Salado and Georgetown salamanders of Texas get Endangered Species Act Protections
Two salamanders native to Central Texas have received Endangered Species Act protections by the U.S. Fish and Wildlife Service. The protections were the result of a settlement between USFWS and the Center for Biological Diversity in 2011 that is speeding federal protections decisions on more than 700 species in the United States.
“Saving these salamanders will also protect the precious springs that give drinking water and recreation to Texas communities,” Collette Adkins Giese, a Center lawyer said in a statement. “These rare salamanders are found nowhere on Earth except central Texas, and right now they’re facing extinction. Endangered Species Act protection will give them a fighting chance.”
The Salado salamander (Eurycea chisholmensis) resides in springs in the town of Salado in Central Texas. It is just two inches in length and has reduced eyes when compared to other spring dwelling salamanders.
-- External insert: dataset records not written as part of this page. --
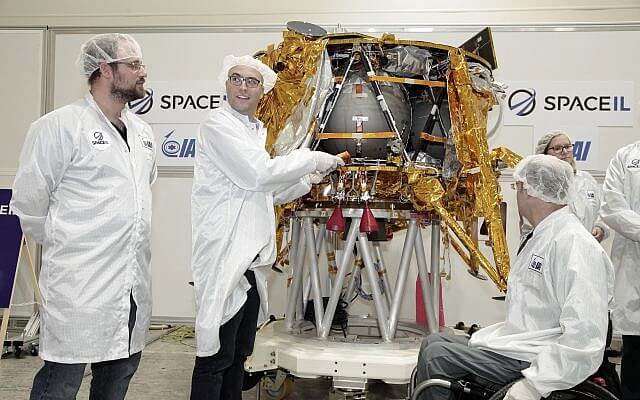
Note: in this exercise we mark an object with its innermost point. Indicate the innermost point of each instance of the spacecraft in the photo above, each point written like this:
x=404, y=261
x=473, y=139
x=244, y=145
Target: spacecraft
x=413, y=116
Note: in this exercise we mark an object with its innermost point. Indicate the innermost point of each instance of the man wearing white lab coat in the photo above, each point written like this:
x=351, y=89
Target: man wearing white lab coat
x=557, y=295
x=235, y=187
x=83, y=191
x=621, y=211
x=588, y=193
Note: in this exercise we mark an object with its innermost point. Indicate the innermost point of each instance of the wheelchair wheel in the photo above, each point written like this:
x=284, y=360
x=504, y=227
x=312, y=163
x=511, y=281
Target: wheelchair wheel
x=587, y=390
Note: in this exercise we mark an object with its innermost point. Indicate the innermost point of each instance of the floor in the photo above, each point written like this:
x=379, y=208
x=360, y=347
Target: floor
x=165, y=373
It can be found in just four springs in the town and has been observed just a handful of times over the course of the last several decades. Due to rapid growth in the region, the salamander is vulnerable to groundwater contamination and hazardous-materials spills.
The Georgetown salamander (Eurycea naufragia) can be found in springs along five tributaries along the San Gabriel River and in three caves in Williamson County, Texas. The amphibian has a broad and short head with three pairs of bright red gills on each side behind its jaws. Its eyes are large with gold irises. It is threatened by water pollution and restricted water flows. It had been waiting more than 10 years for protection after the service determined in 2001 that it deserves federal protection.